Cuando llegamos, se confirman nuestras sospechas, una agradable familia que sabe disfrutar de la naturaleza como cada uno buenamente puede y quiere. Los hombres ya están enfangados en la estufa encendiendo lumbre, un fuego con un humo que se queda más dentro que fuera. Nos invitan a entrar, pero yo ya estoy bastante servido con el olor a arenque ahumado del fin de semana anterior, así que educadamente les rechazamos la oferta de quedarnos dentro. Preferimos mesa en la terraza con vistas.

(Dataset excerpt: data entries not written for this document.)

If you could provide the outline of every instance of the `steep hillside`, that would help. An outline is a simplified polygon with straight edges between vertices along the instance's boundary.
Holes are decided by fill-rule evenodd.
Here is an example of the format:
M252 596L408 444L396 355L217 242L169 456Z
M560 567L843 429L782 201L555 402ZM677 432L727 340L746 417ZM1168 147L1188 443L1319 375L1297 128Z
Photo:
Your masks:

El estómago ruge que me da hasta miedo y rápidamente escarbo en mi mochila buscando algo que lo apacigüe antes de que empiece a devorarme de dentro para afuera. Y ahí sale la mano de santo: dátiles con almendras, otrora una bomba calórica no apta para seguir la dieta de la alcachofa, pero que aquí es manjar obligado. Saco a Manuela 3.0., lanzo al aire la barra de tan excelso manjar y comienzo a pegar mandobles en el aire. Sobre la servilleta caen perfectamente cortados varios trozos para ser devorados por nuestras fauces. Olga y yo damos buena cuenta de esta deliciosa vianda, y desde dentro siguen las ofertas de compartir mesa en el refugio. Con una diplomática y contundente negativa desechamos la invitación una vez más.

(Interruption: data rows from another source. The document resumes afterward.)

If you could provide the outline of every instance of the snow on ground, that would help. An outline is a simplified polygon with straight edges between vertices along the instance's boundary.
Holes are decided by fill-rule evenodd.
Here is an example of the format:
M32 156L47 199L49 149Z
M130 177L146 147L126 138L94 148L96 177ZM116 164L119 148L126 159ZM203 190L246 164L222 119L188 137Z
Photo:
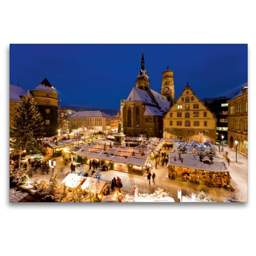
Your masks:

Mientras dentro manducan, uno de los perros con nombre de portátil, Acer, sigue jugando como buen cachorro, buscando piñas que devorar y otros elementos menos agradables. Es un pastor alemán precioso y muy sociable, y así nos lo hace saber su dueña, que nos ofrece una copa de vino que primeramente desecho: “es que tengo que conduci… ¡anda, no! ¡Si esta vez no me toca! ¡Traiga usted para acá que le peguemos un tiento!”. Nos sabe esa copa a gloria. Yo la mezclo con batido multifrutas que ya tenía abierto, y con nuestros bocadillos.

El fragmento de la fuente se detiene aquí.